Martin Hubert Forscher, camera repairman extraordinaire, died on September 30 in Pittsfield, MA. He was 87 and lived in Pittsfield. The cause was heart failure.
For over 40 years, Marty Forscher ran Professional Camera Repair Service in Midtown Manhattan. Founded in 1946, the shop drew every type of photographer. Reportedly, the shop's clients included photographers Richard Avedon, Joel Meyerowitz, Annie Leibovitz and Mary Ellen Mark.
But Forscher never neglected you no matter who you were, as New York photographer Susan McCartney told me, "I remember going to his always crowded camera repair shop when I was young and green and shooting with an old Pentax, and he paid me just as much attention as he did to the famous guy who was trying to push in front of me with a bag full of Nikons.
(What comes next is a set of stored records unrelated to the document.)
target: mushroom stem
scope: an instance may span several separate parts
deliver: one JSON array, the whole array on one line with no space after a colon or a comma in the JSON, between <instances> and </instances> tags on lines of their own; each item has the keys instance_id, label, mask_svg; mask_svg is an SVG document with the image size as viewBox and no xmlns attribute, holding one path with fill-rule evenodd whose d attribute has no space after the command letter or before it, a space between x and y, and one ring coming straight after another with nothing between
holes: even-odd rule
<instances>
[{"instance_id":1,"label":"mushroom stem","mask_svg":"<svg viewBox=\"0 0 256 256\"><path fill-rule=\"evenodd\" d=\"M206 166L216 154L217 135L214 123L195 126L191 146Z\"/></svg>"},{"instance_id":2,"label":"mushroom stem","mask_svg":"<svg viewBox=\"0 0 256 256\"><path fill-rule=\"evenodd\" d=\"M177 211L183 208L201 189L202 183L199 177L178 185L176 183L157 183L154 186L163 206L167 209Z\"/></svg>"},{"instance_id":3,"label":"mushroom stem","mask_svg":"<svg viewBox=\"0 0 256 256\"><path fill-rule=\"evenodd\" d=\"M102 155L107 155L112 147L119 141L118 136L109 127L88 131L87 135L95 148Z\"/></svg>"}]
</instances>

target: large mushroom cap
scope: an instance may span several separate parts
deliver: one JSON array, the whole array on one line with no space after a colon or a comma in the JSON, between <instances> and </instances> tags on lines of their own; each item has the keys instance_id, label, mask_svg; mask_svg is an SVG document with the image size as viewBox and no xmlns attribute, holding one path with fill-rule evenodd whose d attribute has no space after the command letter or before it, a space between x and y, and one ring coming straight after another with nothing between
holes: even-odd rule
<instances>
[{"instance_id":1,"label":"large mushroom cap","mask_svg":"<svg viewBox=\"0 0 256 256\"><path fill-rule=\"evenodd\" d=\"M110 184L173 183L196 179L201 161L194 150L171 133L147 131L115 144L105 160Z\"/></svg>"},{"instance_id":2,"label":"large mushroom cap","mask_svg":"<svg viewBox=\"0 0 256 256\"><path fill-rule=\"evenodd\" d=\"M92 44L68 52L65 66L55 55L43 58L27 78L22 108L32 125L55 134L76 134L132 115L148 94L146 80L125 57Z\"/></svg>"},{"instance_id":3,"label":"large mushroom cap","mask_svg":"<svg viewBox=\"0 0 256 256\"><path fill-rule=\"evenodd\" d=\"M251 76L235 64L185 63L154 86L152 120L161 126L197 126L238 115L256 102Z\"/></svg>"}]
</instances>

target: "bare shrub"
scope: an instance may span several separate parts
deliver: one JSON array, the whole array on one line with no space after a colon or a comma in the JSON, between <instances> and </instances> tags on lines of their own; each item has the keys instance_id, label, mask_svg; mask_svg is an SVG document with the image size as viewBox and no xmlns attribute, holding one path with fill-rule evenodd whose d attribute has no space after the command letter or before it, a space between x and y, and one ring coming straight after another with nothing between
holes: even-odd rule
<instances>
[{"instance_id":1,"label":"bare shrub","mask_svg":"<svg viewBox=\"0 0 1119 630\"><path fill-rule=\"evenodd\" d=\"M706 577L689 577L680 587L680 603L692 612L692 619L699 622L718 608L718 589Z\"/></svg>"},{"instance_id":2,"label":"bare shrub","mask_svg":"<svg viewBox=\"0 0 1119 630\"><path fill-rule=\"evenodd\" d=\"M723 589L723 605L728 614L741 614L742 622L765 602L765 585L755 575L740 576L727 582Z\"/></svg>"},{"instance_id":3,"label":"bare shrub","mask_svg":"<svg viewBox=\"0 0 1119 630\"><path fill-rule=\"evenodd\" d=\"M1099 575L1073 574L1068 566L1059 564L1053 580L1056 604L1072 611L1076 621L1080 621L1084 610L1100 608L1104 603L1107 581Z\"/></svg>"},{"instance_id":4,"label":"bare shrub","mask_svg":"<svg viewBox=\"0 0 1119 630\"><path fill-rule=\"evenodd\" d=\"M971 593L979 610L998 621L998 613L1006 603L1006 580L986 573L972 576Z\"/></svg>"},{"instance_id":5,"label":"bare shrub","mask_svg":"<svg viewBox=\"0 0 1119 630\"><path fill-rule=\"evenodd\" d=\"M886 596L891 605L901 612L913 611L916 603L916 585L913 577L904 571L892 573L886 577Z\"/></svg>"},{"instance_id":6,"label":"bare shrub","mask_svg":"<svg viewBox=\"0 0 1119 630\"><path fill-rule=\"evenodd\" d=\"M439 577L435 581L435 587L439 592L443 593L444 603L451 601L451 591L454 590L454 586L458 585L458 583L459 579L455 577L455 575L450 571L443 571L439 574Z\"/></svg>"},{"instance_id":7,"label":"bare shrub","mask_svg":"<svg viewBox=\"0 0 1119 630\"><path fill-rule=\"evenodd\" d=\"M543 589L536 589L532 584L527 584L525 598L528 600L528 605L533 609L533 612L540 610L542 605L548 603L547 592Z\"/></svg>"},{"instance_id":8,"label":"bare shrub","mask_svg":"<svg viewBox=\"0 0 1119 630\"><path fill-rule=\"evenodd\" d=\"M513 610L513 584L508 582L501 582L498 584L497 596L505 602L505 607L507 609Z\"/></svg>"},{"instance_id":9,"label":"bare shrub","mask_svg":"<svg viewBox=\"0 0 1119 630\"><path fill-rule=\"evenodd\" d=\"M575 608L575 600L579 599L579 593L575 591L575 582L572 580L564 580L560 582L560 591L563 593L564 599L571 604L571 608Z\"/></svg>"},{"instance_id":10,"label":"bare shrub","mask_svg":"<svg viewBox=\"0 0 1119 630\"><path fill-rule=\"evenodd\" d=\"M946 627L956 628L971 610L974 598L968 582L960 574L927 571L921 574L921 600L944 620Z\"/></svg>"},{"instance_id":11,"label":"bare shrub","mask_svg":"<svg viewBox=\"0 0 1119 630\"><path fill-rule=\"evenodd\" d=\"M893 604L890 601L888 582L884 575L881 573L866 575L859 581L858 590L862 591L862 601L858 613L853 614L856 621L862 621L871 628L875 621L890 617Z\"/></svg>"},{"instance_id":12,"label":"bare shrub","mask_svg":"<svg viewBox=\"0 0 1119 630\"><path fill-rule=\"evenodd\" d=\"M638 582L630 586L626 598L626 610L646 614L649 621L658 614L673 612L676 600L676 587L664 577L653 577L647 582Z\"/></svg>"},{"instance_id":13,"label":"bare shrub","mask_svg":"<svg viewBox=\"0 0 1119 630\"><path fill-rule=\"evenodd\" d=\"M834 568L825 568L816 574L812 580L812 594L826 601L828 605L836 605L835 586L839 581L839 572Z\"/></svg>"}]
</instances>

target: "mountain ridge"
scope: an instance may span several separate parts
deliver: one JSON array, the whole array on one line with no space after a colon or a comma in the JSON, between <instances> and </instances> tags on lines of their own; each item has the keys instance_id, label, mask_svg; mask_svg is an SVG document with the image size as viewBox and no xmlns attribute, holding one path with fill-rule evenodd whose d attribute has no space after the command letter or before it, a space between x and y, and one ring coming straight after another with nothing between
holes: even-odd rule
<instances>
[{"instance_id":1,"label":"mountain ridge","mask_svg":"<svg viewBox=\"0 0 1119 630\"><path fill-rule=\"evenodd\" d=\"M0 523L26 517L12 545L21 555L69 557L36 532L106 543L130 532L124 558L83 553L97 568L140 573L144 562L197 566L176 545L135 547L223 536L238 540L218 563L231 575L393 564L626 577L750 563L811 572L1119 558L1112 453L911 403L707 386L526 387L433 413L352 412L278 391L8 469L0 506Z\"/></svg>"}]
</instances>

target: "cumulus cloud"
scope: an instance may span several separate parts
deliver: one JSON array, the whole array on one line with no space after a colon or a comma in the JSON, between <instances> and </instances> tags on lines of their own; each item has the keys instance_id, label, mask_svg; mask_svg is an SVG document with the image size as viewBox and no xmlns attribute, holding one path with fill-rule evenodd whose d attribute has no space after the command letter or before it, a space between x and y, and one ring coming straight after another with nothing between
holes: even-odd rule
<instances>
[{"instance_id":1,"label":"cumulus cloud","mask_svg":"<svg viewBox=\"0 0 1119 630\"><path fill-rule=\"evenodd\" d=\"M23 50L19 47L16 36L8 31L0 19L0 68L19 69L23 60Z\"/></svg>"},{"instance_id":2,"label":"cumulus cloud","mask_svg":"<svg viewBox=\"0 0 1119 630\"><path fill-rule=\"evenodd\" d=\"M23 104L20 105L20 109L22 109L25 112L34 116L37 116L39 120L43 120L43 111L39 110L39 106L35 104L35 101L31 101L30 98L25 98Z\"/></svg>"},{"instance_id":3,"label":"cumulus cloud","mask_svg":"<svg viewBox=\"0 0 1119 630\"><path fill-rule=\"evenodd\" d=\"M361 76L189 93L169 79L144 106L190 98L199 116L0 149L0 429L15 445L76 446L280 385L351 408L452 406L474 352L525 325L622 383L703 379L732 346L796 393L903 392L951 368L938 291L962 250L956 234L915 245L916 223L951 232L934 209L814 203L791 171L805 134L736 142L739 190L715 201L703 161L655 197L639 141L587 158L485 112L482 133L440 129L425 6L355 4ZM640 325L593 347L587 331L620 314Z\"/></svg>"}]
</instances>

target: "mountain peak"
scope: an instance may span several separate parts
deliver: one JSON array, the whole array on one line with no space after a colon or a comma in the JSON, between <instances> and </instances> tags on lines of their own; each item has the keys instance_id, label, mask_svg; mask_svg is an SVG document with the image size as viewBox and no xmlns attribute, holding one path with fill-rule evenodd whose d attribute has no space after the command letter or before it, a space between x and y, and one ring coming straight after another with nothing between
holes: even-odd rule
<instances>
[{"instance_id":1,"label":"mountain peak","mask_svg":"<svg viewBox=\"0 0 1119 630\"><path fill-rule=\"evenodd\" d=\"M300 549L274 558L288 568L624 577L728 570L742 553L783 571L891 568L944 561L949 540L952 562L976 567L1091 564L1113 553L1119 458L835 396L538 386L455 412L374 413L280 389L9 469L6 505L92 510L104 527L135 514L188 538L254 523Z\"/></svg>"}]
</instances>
His best-known invention, patented in 1982, was the Pro-Back, a Polaroid attachment for a 35-millimeter camera that gave photographers an immediate proof print, letting them test a shot without having to wait for the film to be developed. He also created an early compact motor drive for still cameras and was well known for "armoring" cameras for dangerous work, including for war photojournalists.
In World War II, Forscher worked in Washington as a repairman for the Navy photographic unit run by Edward Steichen. After the war, he opened Professional Camera Repair Service.
Beginning in 1990, the Marty Forscher Fellowship has been awarded to students and young professionals specializing in humanistic documentary photography. The fellowship is given annually by Photo District News and Parsons New School for Design.